- NVIDIA GPU: Required for optimal performance.
- Python Environment: Python 3.8 or newer installed.
- Internet Connection: To download the necessary model files.
Follow the instructions from github on the PC/SERVER where the TTS processing will happen.
- Clone REPO
- git clone https://github.com/daswer123/xtts-api-server
- cd xtts-api-server
- Create virtual env
- python -m venv venv
- venv/scripts/activate or source venv/bin/activate
- Install deps
- pip install -r requirements.txt
- pip install torch==2.1.1+cu118 torchaudio==2.1.1+cu118 --index-url https://download.pytorch.org/whl/cu118
- Launch server to ensure it works
- python -m xtts_api_server
- After successfully starting the server close the server.

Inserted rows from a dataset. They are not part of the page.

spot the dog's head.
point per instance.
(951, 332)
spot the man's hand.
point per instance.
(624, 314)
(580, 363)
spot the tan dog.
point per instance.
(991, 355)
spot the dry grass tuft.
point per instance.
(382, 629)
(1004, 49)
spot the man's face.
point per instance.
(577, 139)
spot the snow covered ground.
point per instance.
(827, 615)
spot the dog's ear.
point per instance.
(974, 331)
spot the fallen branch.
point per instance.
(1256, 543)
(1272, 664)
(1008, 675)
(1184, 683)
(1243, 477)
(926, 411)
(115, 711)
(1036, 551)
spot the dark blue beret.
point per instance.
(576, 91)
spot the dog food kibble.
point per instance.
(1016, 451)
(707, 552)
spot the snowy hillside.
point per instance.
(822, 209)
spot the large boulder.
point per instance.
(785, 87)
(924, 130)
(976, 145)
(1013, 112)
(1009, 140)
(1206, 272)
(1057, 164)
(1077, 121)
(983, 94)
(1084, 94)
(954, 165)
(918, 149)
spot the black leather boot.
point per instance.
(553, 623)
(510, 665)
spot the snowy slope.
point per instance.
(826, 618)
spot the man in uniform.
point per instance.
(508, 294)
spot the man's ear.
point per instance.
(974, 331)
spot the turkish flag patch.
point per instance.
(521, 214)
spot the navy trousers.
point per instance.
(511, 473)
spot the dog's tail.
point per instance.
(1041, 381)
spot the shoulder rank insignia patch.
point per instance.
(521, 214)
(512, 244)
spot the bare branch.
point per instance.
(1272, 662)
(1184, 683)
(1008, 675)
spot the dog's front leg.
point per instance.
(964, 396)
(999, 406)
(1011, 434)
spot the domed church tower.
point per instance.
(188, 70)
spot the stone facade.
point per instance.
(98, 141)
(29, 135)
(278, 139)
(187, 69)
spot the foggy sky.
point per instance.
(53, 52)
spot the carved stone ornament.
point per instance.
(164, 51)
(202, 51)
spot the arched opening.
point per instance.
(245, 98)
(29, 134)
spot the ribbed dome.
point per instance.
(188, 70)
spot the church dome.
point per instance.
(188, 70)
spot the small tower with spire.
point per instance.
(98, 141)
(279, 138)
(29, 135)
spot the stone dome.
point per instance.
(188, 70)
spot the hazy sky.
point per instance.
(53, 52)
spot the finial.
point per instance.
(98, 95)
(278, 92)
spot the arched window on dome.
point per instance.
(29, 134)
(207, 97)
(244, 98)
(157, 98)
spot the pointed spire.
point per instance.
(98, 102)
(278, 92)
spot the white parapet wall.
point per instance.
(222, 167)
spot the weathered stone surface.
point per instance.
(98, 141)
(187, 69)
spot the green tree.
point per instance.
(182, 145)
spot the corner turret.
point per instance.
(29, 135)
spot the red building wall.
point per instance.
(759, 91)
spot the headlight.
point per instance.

- Open a terminal or command prompt.
- Clone the XTTS API Server repository:
- Navigate to the cloned directory:
- cd xtts-api-server
- Install the required Python packages:
- pip install -r requirements.txt
- Download the ALL of the Model Files from Pyrater/TARS page on Hugging Face:
- config.json
- vocab.json
- model.pth
- etc...
- Organize the Files
- Create a directory named tars inside the XTTS models directory. For example:
- mkdir -p /xtts-api-server/xtts_models/tars
- Place the downloaded files into the tars directory.
- Place reference.wav in the speakers folder and rename it to TARS.wav
-
Start the server using the following command:
- python xtts_api_server --listen --deepspeed --lowvram --model-folder "D:/AI_Tools/xtts-api-server/xtts_models" --model-source local --version tars
- Replace the --model-folder path if your XTTS models directory is located elsewhere.
-
Test the TARS Voice Model
- With the server running, use the XTTS API server's interface or provided scripts to input text.
- Verify that the audio output emulates TARS's voice.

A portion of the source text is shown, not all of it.